Question #83ab4

2 Answers
Apr 26, 2017

Yes, this is true. See the explanation below...

Explanation:

This answer many not be as formal as a proper mathematical proof, but I hope it will do.

According to the chain rule, when we differentiate #y(z)=e^(2z)#, we can substitute #y(u)=e^u# where #u=2z#. Then,

#(dy)/(dz) = (dy)/(du) * (du)/dz = e^u * 2 = 2 e^(2z)#

When we differentiate a second time. the process repeats itself, as the differentiation of the exponential yields another factor of 2:

#(d^2y)/(dz^2) = 2* ((dy)/(dz)) = 2*2*e^(2z)#

(In truth, this is an application of the product rule, but I have omitted the second term, as the derivative of 2 is zero.)

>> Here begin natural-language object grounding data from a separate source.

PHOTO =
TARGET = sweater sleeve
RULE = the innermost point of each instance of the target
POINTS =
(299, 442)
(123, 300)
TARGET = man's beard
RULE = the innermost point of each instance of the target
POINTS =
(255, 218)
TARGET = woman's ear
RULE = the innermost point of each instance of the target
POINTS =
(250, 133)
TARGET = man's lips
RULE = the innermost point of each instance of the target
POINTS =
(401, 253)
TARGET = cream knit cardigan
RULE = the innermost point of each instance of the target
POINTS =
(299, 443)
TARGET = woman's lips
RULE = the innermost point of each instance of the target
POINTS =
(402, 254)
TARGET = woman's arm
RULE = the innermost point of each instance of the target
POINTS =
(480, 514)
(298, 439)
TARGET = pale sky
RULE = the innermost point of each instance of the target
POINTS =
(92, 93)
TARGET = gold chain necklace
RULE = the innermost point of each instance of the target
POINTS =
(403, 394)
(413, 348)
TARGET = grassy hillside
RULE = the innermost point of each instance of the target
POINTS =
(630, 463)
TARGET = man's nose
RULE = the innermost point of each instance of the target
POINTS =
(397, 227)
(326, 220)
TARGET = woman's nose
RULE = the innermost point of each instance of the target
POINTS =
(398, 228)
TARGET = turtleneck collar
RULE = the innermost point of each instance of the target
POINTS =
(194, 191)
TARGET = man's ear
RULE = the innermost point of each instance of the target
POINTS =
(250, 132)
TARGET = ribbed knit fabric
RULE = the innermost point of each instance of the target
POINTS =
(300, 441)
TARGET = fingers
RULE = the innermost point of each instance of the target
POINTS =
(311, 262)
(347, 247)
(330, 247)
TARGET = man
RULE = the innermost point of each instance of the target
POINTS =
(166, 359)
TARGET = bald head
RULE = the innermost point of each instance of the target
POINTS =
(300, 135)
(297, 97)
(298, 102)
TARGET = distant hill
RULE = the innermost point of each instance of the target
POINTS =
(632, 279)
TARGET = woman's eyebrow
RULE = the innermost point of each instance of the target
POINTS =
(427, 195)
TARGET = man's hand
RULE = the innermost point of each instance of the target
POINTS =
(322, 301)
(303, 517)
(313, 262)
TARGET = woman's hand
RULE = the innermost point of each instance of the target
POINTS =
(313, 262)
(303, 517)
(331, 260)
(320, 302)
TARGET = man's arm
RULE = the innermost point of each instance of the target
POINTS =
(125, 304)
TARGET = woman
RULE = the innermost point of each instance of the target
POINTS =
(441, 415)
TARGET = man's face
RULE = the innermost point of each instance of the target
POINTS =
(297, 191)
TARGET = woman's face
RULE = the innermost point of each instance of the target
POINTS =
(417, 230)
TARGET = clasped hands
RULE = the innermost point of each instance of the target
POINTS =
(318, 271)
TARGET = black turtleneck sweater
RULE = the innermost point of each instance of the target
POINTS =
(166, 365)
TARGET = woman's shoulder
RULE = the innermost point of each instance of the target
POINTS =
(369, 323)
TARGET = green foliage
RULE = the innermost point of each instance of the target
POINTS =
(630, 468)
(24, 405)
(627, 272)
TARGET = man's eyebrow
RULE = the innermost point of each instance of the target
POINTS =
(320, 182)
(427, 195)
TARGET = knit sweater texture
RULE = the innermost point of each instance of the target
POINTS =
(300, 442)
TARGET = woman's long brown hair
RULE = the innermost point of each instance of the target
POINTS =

This pattern continues for as many times as you choose to do the differentiation. Each derivative places another factor of 2 in front of the result, so that after #n# differentiations, we have

#(d^ny)/(dz^n) = 2^n * e^(2z)#

Apr 26, 2017

Use an inductive proof.

Assume that #(d^k y )/(d z^ k) = 2^k e^(2z)#

Then differentiate again:

#(d )/(d z) ((d^k y )/(d z^ k) = 2^k e^(2z))#

#implies (d^(k+1)k y )/(d z^( k+1)) = 2^(k+1) e^(2z)#

So if it is true for #k#, it must be true for #k + 1#

Next as we are in #ZZ^+#, we set #k = 1#

#(d^(1) y )/(d z^(1)) = 2^1 e^(2z)# is true. So it is true for #k = 1# and must therefore be true for #k = 2,3,...# ie #k in ZZ^+#